The highlight of the day was rescuing a young lamb, lost on the highway, which we took in to a nearby town and handed over to a local farmer. If we’d found him on our homeward journey, he would definitely have been brought back to live in the distillery!
That night we stayed on the banks of the Tierpoort Dam in what would have qualified close to the awfulness of the sites we stayed at in Essaouira and Sidi Ifni! The location was beautiful, but the campsite itself not so much – we should have realized when, on checking in, we saw a long list printed out on A4 sheets in BIG letters listing all those that had been banned from the campsite along with their transgressions (including breaking down doors and fighting). But beggars can’t be choosers, and we enjoyed sundowners on the lake before feeding the local cat population on the remains of our dinner and having an early night: being winter in the Northern Cape the temperature plummets as soon as the sun goes down!
We didn’t have all that far to go the next day, and got to Jo’burg in time to enjoy lunch with Leigh’s dad up before meeting up with Stevie who we were staying with.
The week was a really good one: an action packed course on distilling, comprising both theory and practice. It was good to put all the theory we’d accumulated so far into practice finally … and we even flavoured our first gin (I have to boast that mine tasted far better than Leigh’s) and really got to grips with the fermentation side, which we hadn’t had any experience of as the distilleries we’d visited in Europe all started from neutral spirit rather than the grain itself.
It was also wonderful catching up with friends in Jo’burg, some of whom we hadn’t seen for years, and we enjoyed the amazing Highveld winter: cold nights (suffered without central heating and in badly insulated houses designed for summer!) and glorious warm, sunny days.
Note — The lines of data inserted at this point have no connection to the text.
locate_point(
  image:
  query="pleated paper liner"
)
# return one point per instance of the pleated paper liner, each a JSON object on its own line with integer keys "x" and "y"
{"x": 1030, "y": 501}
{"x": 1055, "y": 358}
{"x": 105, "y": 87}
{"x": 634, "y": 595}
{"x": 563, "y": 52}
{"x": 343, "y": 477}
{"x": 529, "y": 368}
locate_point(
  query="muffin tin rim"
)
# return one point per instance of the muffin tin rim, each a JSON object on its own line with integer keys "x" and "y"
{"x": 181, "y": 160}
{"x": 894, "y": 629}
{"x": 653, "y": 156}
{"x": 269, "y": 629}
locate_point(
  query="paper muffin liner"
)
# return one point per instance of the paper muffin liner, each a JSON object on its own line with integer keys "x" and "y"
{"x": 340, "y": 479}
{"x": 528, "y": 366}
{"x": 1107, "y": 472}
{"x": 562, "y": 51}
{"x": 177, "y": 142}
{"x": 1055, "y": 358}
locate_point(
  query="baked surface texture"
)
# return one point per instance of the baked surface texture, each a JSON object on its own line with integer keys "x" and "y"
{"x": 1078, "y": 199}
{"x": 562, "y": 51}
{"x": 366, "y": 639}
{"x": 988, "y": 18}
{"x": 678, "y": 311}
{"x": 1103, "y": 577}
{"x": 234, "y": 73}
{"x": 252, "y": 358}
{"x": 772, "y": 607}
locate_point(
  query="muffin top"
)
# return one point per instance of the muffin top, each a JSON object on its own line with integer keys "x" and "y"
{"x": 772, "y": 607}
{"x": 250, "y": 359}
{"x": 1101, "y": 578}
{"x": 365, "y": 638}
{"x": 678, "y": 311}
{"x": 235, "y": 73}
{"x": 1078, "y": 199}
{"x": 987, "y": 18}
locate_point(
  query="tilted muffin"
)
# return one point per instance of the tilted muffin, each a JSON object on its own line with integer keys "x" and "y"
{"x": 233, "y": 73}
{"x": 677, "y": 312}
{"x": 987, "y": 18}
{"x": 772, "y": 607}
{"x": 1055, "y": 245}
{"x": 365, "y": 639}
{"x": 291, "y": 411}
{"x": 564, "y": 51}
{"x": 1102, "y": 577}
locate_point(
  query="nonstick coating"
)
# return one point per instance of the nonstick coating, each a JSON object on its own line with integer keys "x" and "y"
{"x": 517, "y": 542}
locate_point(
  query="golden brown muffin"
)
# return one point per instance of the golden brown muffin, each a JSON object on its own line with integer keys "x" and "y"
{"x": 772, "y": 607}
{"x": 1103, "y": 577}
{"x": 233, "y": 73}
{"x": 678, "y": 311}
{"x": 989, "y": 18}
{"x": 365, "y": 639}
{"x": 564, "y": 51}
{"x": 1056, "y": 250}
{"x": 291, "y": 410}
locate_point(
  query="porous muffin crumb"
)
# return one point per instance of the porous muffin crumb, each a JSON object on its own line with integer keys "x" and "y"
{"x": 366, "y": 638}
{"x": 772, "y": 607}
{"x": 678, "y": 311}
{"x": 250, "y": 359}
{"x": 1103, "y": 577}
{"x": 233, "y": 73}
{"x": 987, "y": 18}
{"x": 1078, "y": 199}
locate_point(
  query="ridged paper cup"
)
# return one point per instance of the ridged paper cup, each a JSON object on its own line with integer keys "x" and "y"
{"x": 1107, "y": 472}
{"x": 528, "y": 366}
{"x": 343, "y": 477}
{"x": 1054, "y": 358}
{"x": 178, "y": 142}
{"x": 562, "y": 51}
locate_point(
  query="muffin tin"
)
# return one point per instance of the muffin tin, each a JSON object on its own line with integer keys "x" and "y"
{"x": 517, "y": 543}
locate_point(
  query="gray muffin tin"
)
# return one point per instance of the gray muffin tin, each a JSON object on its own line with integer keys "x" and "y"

The trip home was equally good: again empty roads, glorious sunshine and a real reminder of our year on the road. Cali really enjoyed being used to her full potential again and positively zipped along (and of course was happy not to have Bambi in tow!).
We overnighted in Colesberg, which competed with Santander for our coldest night in Cali: luckily we’d stocked up on blankets and were extremely cosy despite the temperature falling to -5 degrees!
The highlight of the trip home was driving through the Hex River Valley. A cold front had come in during the week away and the mountains (the 2nd highest range in the Cape) were blanketed in snow, with the valley filled with vineyards ranging in colour from red to orange to green: truly magical.
Fascinating blog – the photos of SA (especially the climactic Hex River Valley) should earn you an award from Dept of Tourism – and gin-making secrets revealed to the ignorant. Leigh looks understandably really chuffed with his bottle. Noted the “Al-Ambiq” (?) label on the alembic still – looks as if your Moroccan/UAE/Egyptian days are back! Love, M and T.